= Estonian youth cybersecurity competitions =

Youth cybersecurity tests and competitions in Estonia

Estonian youth cybersecurity competitions are a set of school-age digital safety tests and practical cybersecurity competitions organised in Estonia. In English-language reporting by the European Union's Better Internet for Kids platform, the Tallinn University of Technology (TalTech) is described as part of Estonia's Safer Internet Centre consortium and as regularly carrying out student cybersecurity competitions. TalTech describes the ecosystem as a pathway that starts with introductory school tests and progresses toward practical competitions and advanced training (including selection for international events such as the European Cybersecurity Challenge).

== Overview ==
TalTech's programme page presents youth cybersecurity activities as a multi-stage system including tests, competitions, camps and related outreach, with participation measured in the tens of thousands per year. A Better Internet for Kids overview of Estonia's Safer Internet Centre activities reports that, since 2017, more than 90,000 tests were taken across the school-age events it describes (2017–2022).

== Programme components ==
The core school-age activities are commonly described as a sequence from introductory tests to practical competitions and advanced selection.
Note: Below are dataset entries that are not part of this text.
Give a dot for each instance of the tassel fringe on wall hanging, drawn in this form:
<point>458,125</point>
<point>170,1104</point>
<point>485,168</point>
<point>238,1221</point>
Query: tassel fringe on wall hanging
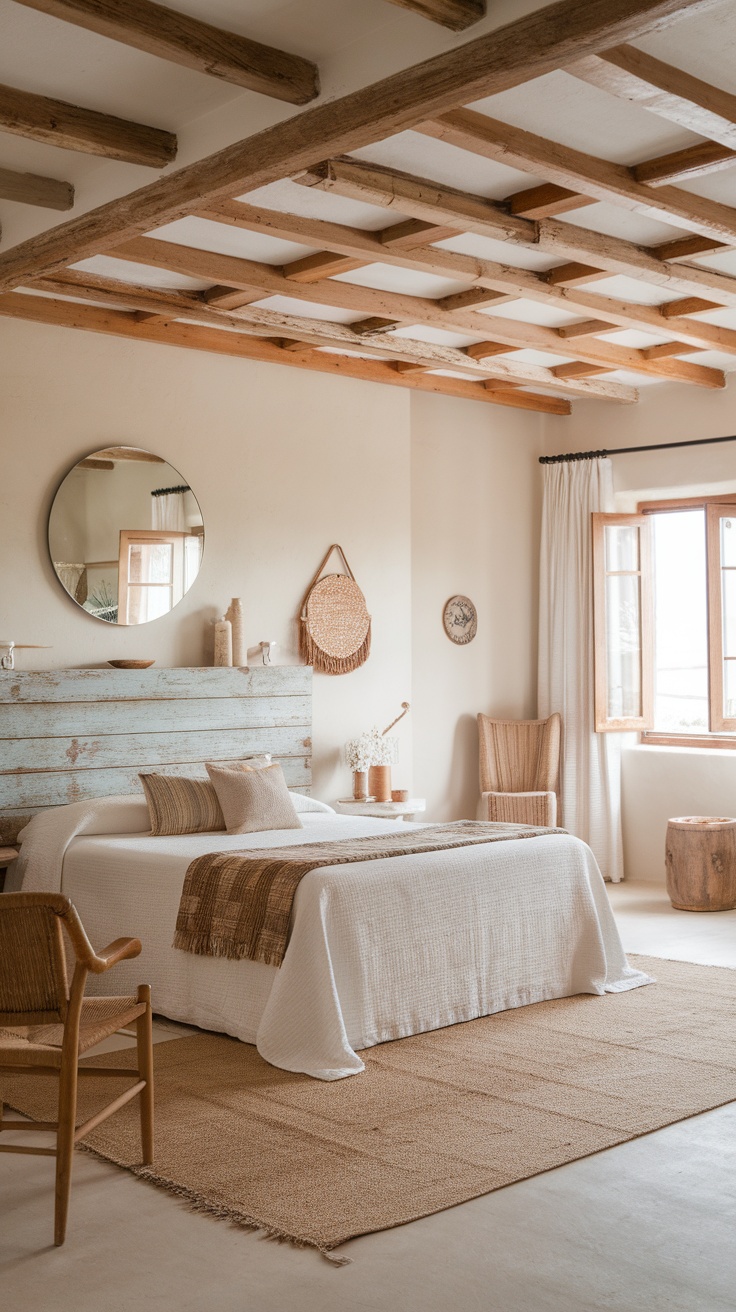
<point>333,622</point>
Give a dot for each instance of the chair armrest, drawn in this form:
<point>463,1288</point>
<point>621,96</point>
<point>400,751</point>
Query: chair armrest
<point>120,950</point>
<point>537,807</point>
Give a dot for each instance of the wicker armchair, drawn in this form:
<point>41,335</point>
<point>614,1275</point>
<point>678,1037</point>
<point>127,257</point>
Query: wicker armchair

| Name (English) | Estonian name | Typical level / target group | Format |
|---|---|---|---|
| CyberPin | KüberNööpnõel | Grades 1–6 (approx. ages 7–12) | Online test focused on basic digital safety and problem-solving themes (e.g., logic and simple cryptography in some task sets). |
| CyberCracker / CyberNut | KüberPähkel | Grades 4–9 | Annual online test; also used as a recurring study of students’ digital safety knowledge and practices. |
| CyberDrill | KüberPuuring | Grades 7–12 and vocational students (beginner-friendly) | Practical competition with Capture-the-Flag (CTF)-style elements for developing hands-on skills. |
| CyberSpike | KüberNaaskel | Roughly ages 14–25 | Advanced CTF-style competition used to identify high-performing participants for further training and international representation; described by TalTech as part of qualification for the European Cyber Security Challenge (ECSC). |

=== Participation and scale ===
In a Better Internet for Kids summary covering the Estonia Safer Internet Centre's student cybersecurity activities, reported 2022 participation included over 5,600 students in CyberPin (KüberNööpnõel), over 9,000 in CyberCracker (KüberPähkel), and around 2,500 in CyberDrill (KüberPuuring).

== Research and reporting ==
In addition to competitions, some activities are used as structured measurement exercises. A Better Internet for Kids research report on KüberPähkel 2024 describes it as a web-based testing initiative for grades 4–9 that assessed digital safety, cybersecurity and AI awareness, including terminology knowledge and scenario-based judgement, and reports participation of over 8,000 students from schools across Estonia.

== International pathway ==
TalTech describes KüberNaaskel (CyberSpike) as a higher-level competition used to identify Estonia's youth representatives for the European Cyber Security Challenge (ECSC). An announcement by the Estonian Internet Society describes support for sending young “CyberSpike” participants to ECSC events as part of a broader cyber skills development ecosystem.

== Related competitions and events ==
Some Estonian youth-oriented cybersecurity competitions are adjacent to (but not always presented as part of) the TalTech “ladder” pages.

=== Cyber Battle of Estonia ===
Cyber Battle of Estonia is an ethical hacking / cyber defence competition series that has been covered by Estonian Public Broadcasting (ERR), which reported on a 2021 final in Tartu involving secondary school and university students competing in practical defence scenarios. A corporate sponsor post about the same event described it as Estonia's largest cyber competition for young people and noted the 2021 final location at the University of Tartu Sports Hall.

A regional “Cyber Battle of Nordic-Baltics” variant has been promoted by Nordic–Baltic partners and described as running alongside the Estonia competition, targeting youth participants across the region.

=== Küberolümpia ===
Küberolümpia (Cyber Olympiad) is a cybersecurity competition initiative that has involved public institutions and higher education. The Estonian Ministry of Defence reported on the 2015 competition and winners, describing it as an individual cyber defence contest in which students worked for eight hours on tasks related to protecting computer systems, organised with multiple partners.